君へ贈るファンファーレ【SS】

  • 1二次元好きの匿名さん24/09/04(水) 21:36:28

     12月某日、中山レース場。年の瀬と言う事もあって道が混むと音出しの時間が減って困るな、等と思っていたが、幸いバスは定刻通りに到着した。
     バスを降りたら、先ずは一緒に中山レース場に到着したトラックから大型の楽器とパーカッションを下ろす。人間が運ぶには重い楽器でも、自分含めウマ娘が何人か居ればひょいひょい運べてしまうから、ウマ娘で良かった、等と思ってしまう。
     そんな一瞬の感傷は頬を撫でる冷たい木枯らしに攫われ、私は胸の奥の琴線を張り直した。

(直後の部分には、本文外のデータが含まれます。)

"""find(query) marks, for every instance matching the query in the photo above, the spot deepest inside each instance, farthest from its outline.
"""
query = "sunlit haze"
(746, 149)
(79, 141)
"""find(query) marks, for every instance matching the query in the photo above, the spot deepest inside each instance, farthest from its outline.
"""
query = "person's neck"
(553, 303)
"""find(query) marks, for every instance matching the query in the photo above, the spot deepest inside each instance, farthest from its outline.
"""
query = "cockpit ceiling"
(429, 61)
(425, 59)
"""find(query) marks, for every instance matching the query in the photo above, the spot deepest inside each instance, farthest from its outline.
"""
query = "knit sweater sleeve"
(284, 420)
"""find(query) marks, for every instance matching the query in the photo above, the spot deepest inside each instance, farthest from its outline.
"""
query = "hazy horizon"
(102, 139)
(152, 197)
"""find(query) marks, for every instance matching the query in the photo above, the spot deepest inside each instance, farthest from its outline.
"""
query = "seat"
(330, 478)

     控え室に移動したら直ぐに楽器を取り出し、軽くメンテしてからマウスピースでアップを始める。冬の空気に当たると、管楽器の音はびっくりするくらい低くなるから、合奏の音程にはいつも以上に気を遣う。
     最初の出番までに、まずは基礎合奏。全員で同じ音を出すサウンド・トレーニング。それから、音階でのロングトーン、スケール、ハーモニー、連符のトレーニングに、木管楽器はアルペジオ、金管楽器はリップスラーと、努めて普段通りの基礎練習を繰り返す。当然、パート毎の音程チェックも忘れずに。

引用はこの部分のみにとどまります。